KOSOVSKA MITROVICA, Yugoslavia (AP) _ Grenade explosions and gunfire in the tense, ethnically divided city of Kosovska Mitrovica wounded seven residents and two French soldiers Sunday, U.N. police said.

Serb sources, who spoke on condition of anonymity, said the trouble began when several ethnic Albanians from the southern side of the city, where they are the majority, crossed a bridge over the Ibar River leading to the Serb side and threw several hand grenades. A large number of Serbs gathered, and NATO peacekeepers tried to control the crowd.

U.N. police said seven residents _ all on the Serb side _ were wounded when someone threw a grenade at their house. Sgt. Maj. Mark Cox, a peacekeepers’ spokesman, said he had reports of six injured, all ethnic Albanian.

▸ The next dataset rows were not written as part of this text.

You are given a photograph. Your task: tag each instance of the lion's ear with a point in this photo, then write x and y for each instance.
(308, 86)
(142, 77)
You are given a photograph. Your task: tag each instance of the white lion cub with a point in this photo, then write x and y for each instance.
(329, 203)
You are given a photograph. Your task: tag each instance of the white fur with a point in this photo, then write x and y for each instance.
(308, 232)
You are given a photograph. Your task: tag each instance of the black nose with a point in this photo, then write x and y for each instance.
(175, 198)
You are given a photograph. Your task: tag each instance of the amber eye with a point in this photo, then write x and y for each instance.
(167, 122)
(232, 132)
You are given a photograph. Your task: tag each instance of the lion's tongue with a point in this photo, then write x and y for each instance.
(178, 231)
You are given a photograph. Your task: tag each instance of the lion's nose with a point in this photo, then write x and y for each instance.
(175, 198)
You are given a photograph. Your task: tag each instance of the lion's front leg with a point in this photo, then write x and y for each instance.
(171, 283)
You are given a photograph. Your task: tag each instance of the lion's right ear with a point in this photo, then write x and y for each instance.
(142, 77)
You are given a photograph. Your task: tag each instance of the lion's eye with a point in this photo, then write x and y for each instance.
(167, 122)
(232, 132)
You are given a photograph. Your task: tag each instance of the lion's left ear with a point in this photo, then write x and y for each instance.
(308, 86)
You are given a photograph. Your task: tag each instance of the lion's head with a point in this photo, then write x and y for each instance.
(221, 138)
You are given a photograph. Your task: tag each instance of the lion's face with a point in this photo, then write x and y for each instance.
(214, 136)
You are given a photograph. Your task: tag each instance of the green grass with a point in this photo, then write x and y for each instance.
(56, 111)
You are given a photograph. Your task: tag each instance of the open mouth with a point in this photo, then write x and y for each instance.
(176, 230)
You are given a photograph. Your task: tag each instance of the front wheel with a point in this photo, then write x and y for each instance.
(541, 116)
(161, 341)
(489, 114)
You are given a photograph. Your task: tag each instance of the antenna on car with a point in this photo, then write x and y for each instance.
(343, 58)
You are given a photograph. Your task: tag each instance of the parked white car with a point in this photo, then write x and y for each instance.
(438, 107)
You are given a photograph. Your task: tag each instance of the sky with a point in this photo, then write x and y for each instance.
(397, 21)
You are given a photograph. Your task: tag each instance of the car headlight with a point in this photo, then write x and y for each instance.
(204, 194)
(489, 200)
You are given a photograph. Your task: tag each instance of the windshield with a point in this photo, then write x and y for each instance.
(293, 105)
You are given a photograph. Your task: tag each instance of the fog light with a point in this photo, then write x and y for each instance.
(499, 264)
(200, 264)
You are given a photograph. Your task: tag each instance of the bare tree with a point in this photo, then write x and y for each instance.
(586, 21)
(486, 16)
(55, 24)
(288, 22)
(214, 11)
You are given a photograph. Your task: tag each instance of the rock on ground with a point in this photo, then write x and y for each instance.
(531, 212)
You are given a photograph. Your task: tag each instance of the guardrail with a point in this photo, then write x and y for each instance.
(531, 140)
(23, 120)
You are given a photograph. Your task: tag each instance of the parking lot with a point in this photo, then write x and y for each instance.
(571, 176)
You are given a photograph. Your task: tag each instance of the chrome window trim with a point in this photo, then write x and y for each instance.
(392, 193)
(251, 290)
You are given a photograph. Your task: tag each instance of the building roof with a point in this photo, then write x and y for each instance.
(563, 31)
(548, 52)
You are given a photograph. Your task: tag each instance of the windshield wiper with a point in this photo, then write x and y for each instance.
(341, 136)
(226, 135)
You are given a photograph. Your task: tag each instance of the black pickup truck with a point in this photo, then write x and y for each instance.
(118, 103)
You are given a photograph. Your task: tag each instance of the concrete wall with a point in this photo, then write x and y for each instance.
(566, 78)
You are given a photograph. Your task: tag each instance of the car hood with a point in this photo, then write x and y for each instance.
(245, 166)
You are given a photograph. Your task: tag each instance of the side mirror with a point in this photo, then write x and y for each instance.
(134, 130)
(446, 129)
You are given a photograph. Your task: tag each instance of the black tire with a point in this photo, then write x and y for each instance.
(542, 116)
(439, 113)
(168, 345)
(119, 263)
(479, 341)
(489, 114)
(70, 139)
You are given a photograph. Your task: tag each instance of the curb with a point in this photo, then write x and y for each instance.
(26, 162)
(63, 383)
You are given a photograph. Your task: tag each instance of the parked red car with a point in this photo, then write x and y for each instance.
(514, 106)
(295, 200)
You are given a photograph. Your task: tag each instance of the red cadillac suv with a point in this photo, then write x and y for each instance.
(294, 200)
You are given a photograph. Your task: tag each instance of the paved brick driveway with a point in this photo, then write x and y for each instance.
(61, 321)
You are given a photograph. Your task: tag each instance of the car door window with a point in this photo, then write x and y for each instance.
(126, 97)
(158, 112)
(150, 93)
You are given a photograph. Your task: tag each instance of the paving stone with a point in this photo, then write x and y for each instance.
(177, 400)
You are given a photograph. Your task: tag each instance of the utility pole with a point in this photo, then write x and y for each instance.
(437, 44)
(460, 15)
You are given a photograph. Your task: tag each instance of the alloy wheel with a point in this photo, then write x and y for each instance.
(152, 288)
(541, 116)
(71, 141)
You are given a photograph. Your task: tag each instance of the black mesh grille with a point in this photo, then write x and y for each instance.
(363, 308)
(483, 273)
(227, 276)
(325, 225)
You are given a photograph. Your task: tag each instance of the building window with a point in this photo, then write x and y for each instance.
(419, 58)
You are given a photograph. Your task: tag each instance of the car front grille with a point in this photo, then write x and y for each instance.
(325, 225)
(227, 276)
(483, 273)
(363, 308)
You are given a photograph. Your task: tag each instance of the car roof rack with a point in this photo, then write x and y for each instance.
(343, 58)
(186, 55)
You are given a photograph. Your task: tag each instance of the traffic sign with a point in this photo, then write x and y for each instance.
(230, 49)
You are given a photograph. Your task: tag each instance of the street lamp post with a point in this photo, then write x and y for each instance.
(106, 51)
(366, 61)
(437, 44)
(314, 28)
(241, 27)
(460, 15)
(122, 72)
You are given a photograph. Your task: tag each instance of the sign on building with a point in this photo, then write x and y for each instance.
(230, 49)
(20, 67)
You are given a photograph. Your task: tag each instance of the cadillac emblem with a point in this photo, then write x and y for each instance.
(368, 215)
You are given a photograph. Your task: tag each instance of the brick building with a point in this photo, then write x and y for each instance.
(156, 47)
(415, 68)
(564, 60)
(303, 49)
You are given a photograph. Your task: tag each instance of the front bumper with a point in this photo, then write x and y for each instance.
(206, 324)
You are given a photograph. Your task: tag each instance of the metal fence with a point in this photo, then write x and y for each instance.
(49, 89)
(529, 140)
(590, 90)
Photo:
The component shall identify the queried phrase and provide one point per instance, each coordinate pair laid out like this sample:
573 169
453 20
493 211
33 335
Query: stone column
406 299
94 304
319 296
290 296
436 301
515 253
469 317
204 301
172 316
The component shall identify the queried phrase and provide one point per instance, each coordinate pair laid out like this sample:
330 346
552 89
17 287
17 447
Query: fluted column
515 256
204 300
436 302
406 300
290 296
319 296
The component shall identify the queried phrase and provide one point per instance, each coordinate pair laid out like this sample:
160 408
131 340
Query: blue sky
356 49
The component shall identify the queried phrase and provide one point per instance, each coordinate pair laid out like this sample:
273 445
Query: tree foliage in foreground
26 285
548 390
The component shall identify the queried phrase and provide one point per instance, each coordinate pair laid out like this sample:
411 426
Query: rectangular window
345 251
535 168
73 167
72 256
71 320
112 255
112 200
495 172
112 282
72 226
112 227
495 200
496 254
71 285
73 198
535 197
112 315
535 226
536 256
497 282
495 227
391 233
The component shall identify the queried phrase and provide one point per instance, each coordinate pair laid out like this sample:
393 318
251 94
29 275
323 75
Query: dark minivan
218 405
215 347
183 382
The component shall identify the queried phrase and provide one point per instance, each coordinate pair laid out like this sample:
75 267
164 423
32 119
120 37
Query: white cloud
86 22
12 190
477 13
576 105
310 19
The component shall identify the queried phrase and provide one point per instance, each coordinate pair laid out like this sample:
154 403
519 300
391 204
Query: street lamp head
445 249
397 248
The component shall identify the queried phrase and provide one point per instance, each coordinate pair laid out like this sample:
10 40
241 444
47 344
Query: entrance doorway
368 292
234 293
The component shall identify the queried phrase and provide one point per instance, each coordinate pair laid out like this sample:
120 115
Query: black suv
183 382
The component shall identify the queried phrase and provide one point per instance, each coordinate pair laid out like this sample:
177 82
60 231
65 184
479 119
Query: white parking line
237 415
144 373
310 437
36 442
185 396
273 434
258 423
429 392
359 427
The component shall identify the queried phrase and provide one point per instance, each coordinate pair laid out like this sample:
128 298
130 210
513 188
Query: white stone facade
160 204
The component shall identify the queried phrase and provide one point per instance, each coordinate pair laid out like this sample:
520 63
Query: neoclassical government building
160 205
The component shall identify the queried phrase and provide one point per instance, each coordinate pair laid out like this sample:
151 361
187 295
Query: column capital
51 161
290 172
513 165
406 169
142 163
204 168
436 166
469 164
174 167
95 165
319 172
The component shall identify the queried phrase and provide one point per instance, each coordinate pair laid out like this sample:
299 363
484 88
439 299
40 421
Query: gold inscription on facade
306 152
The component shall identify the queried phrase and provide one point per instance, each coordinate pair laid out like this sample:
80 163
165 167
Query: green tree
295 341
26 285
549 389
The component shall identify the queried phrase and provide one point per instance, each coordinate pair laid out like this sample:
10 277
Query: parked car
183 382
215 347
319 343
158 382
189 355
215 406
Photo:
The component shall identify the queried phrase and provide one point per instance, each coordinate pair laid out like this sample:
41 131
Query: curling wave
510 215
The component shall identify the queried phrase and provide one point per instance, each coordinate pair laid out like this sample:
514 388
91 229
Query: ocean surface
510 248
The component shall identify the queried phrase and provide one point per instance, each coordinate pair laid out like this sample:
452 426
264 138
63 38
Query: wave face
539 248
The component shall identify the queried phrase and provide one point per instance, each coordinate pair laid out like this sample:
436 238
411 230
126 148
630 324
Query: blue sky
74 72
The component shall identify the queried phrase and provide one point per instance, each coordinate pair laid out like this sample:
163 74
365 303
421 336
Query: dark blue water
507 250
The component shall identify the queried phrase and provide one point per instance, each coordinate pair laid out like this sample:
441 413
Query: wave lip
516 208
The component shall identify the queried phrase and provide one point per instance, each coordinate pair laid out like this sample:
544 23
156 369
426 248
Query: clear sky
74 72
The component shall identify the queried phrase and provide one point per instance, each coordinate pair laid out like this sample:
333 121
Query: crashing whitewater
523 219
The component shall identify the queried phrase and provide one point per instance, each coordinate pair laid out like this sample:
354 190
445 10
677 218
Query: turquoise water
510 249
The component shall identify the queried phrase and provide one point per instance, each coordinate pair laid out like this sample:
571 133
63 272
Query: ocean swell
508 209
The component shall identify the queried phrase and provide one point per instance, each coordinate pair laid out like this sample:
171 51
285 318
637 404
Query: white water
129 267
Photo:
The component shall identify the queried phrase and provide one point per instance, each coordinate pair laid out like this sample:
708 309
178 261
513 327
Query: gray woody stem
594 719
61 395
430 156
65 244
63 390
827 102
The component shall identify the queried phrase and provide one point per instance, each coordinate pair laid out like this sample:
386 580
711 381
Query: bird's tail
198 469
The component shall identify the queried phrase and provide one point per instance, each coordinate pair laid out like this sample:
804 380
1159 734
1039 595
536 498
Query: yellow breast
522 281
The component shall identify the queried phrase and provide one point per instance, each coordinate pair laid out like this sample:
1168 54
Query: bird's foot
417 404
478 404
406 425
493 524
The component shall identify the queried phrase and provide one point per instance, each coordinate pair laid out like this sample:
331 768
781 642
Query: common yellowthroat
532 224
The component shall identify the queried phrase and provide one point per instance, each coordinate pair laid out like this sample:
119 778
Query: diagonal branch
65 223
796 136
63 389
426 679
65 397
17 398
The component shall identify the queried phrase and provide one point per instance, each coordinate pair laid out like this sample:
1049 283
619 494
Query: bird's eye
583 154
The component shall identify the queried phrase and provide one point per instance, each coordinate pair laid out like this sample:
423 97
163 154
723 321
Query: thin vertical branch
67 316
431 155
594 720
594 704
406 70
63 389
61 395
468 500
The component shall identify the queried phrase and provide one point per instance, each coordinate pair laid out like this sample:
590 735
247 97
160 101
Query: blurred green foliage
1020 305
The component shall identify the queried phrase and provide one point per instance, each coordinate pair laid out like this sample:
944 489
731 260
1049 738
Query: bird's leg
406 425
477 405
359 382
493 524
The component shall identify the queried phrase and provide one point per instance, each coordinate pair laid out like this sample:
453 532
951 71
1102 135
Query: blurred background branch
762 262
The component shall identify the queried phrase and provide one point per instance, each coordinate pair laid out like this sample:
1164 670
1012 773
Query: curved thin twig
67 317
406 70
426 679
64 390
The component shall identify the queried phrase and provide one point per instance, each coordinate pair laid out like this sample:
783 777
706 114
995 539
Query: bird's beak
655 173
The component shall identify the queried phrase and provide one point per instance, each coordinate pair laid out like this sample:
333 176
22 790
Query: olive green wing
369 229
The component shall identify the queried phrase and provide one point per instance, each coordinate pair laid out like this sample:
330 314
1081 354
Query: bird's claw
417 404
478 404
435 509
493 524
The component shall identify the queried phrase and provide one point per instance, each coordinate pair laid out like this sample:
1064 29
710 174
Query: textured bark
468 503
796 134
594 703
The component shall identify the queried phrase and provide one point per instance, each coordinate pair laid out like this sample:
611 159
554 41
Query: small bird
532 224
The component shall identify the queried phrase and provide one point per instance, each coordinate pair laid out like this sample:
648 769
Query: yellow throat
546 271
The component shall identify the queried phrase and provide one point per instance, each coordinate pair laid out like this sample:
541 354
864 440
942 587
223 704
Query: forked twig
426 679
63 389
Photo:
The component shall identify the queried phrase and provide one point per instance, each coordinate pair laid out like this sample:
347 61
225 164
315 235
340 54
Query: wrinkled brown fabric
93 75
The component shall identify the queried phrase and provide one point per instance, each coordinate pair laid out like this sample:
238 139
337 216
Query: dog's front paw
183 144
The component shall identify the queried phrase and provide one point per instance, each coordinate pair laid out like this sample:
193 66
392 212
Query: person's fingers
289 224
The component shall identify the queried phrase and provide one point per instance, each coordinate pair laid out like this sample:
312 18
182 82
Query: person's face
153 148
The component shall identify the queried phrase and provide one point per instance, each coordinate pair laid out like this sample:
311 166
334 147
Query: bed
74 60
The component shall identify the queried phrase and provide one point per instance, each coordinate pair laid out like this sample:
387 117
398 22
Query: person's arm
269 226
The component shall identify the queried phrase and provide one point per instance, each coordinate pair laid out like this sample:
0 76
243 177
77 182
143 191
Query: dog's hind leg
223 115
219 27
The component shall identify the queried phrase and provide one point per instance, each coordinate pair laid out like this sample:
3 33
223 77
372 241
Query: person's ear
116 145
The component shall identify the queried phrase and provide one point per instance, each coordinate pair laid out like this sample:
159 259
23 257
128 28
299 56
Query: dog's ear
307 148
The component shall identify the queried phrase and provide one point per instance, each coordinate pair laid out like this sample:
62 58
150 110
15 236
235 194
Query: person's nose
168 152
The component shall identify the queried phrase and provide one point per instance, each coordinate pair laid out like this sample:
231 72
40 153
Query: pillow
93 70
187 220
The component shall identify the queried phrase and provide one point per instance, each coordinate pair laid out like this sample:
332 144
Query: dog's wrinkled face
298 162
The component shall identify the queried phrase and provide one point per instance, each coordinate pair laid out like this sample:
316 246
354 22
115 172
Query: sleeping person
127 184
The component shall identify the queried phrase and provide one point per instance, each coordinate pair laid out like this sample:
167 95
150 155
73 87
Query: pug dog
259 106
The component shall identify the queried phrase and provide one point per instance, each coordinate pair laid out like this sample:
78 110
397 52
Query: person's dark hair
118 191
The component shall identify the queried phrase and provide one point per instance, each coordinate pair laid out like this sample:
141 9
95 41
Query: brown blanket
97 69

At least 10 French tanks rumbled from the ethnic Albanian side of the city to the Serb side. Civilians on the ethnic Albanian side were warned to take cover from possible sniper fire from the Serb section. The bridge _ the scene of previous confrontation _ was cordoned off with barbed wire.

Cox said two French soldiers were wounded by snipers in separate incidents, but he had no further details. British peacekeepers said one of the soldiers was shot in the stomach, the other in the arm.

Kosovo’s most multiethnic city has been wracked by violence since a grenade attack on a U.N. bus Feb. 2 killed two elderly Serbs. Serbs then began forcing ethnic Albanians to leave their homes in the northern part of the city despite appeals by U.N. chief administrator Bernard Kouchner and others.

Late Saturday, French and Danish troops raided the Dolce Vita cafe on the northern end of the bridge across the Ibar River.

French Capt. Olivier St. Leger said the raid occurred after customers prevented a patrol from arresting a Serb man seen trying to break into an ethnic Albanian home. St. Leger said the cafe was closed for the night, and NATO troops were standing guard outside.

On Friday, Kouchner announced new security measures, including more U.N. police and NATO troops to protect ethnic Albanians. That did little to calm the deteriorating situation.